Every year on April 22nd environmentalist groups observe what they call “Earth Day.” The purpose for this observance is to raise awareness on environmental issues such as, climate change, pollution of our air, water, and oceans, and the effects of mankind on the plants and animals of the earth. Originally the brainchild of a U.S. Senator in reaction to a massive oil spill near Santa Barbara, CA in 1969, the first Earth Day was celebrated on April 22, 1970. It has grown through the years to such an extent that it is now observed in nearly 200 nations worldwide.
One may justifiably argue in opposition to many of the positions taken by Earth Day proponents, whose premise seems to be that the world would be better off if there were no humans on it. One must certainly question a movement that in its earliest stages warned of the coming ice age, but which now claims that the earth is getting dangerously warmer. This is especially the case when we understand that both dangers are said to be the result of the activities of humans. In the late 70s and 80s, we were told that unless we changed our ways the world would freeze over. In the 90s and now in the 21st century, the story is we must change our ways so the world will not overheat. Both positions cannot be true, especially if attributed to the same causes.
More important than these issues, however, is the misplaced emphasis of the Earth Day crowd. All their efforts are pointed toward one goal: saving the earth. Whether it is a cessation of oil exploration and oil-based industrial output, or giving up incandescent light bulbs, or driving electric cars, the end purpose is the same. The earth must be preserved, as though it is our only hope.
Notably absent in most Earth Day rhetoric is any mention of God and His eternal purpose. Herein lies the major problem with environmentalism. It excludes God from any consideration. The most radical environmentalists speak of “Mother Earth” in terms that deify the planet, apparently unaware that in so doing they profess themselves to be wise, but become fools (Rom. 1:22). Whenever we replace God with something of our own devising, even the earth He created for us, we are guilty of an idolatry that God’s word calls foolish.
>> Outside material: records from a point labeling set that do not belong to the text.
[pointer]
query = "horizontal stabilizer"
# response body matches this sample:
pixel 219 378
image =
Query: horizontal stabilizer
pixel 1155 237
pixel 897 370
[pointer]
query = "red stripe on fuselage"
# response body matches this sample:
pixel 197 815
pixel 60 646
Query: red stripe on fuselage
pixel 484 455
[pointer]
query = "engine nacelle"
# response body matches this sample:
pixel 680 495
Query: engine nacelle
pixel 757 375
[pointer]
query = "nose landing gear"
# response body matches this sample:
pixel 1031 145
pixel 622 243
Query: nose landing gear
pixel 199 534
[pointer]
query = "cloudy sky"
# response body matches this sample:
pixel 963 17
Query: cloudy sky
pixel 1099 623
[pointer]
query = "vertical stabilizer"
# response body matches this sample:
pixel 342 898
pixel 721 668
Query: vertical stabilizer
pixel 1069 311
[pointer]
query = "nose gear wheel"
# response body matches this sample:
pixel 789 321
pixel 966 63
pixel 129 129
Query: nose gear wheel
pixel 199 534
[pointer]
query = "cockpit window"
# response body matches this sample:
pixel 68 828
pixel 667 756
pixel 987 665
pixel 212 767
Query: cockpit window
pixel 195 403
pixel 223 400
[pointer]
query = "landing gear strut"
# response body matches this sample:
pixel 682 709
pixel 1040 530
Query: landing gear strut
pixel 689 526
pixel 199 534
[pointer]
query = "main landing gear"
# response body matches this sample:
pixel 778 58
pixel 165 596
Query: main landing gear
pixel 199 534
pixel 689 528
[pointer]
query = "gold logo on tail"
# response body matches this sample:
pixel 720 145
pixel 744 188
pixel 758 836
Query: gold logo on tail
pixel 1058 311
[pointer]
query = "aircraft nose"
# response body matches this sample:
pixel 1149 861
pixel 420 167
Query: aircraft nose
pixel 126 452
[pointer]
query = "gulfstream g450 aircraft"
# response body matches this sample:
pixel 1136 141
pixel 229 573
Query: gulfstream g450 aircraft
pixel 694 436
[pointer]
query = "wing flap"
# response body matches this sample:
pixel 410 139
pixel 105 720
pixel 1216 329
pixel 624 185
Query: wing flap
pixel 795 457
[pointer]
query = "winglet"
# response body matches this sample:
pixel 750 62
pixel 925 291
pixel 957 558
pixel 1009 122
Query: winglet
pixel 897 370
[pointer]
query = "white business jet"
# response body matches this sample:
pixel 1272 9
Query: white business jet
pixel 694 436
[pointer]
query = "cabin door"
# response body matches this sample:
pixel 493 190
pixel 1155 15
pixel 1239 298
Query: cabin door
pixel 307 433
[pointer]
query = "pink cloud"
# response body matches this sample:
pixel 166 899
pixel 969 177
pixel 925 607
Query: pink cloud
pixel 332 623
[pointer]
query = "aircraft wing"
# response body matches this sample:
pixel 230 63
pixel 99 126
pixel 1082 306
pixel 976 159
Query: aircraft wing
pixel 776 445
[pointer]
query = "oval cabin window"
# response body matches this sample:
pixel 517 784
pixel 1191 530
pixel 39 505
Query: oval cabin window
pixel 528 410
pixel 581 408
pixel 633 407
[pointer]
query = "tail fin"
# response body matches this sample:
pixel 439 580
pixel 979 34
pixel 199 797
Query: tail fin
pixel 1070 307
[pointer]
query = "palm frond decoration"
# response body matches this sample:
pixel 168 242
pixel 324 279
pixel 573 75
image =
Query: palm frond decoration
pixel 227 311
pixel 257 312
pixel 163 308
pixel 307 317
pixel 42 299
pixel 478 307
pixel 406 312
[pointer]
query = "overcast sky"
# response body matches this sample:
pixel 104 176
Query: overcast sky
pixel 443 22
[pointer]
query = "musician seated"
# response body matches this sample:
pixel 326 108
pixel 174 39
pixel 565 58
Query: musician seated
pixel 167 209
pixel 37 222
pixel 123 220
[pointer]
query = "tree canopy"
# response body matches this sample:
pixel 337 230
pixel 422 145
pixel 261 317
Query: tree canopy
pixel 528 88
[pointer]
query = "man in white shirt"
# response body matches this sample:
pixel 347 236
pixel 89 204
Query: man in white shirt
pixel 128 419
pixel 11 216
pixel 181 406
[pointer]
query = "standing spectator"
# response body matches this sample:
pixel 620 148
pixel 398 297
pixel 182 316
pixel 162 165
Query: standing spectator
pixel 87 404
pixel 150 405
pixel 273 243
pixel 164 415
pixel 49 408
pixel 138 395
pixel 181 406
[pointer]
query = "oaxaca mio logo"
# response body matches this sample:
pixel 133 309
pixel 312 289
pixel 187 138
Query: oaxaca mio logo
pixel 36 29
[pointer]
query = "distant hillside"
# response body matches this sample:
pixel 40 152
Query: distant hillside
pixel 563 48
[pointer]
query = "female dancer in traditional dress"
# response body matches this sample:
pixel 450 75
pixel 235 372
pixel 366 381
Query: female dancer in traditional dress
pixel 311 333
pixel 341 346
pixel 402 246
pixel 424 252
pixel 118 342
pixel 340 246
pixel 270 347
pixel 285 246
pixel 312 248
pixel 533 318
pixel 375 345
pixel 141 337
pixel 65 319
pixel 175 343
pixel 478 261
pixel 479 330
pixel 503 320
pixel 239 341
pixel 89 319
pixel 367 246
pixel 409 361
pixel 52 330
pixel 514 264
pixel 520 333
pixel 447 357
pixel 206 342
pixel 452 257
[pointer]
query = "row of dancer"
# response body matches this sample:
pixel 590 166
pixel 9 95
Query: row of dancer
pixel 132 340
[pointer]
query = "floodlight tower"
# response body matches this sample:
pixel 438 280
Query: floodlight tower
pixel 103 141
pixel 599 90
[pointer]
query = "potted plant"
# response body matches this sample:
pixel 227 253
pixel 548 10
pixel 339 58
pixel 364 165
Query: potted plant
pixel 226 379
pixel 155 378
At the same time, thinking of the earth as our final destination is equally foolish. The scriptures are unquestionably clear that this world is not destined to last forever, no matter how mankind treats it. In 2 Pet. 3:10-13 Peter said that the entire physical realm will be destroyed by fire. This will not be the result of a man-made nuclear holocaust, or an environmental doomsday, but will happen in accordance with God’s divine will. All of the physical realm will cease to exist when God sends His Son, with the angels of heaven, in flaming fire, to deal out retribution to those who do not know God, and who do not obey the gospel of our Lord Jesus (2 Th. 1:7, 8). At that time, the saved will be ushered into a new and spiritual heaven and earth, the glorious heavenly city where God manifests His presence, and where His Son has prepared a place for the saved (Jn. 14:1-3).
These things being true, should we not care what happens to our land, air, and water? No, not at all. No one wants to live in a dirty environment. We should be good stewards of the earth and all its resources, because these are the gift of our God for our benefit while we live on the earth. God has made the earth with sufficient resources to sustain life on it until time ends (Gen. 8:22). We should use all that He has given us in a responsible manner and not wastefully, but we should use it. At the same time, we must not worship “the creature rather than the creator who is blessed forever. Amen.” (Rom. 1:25).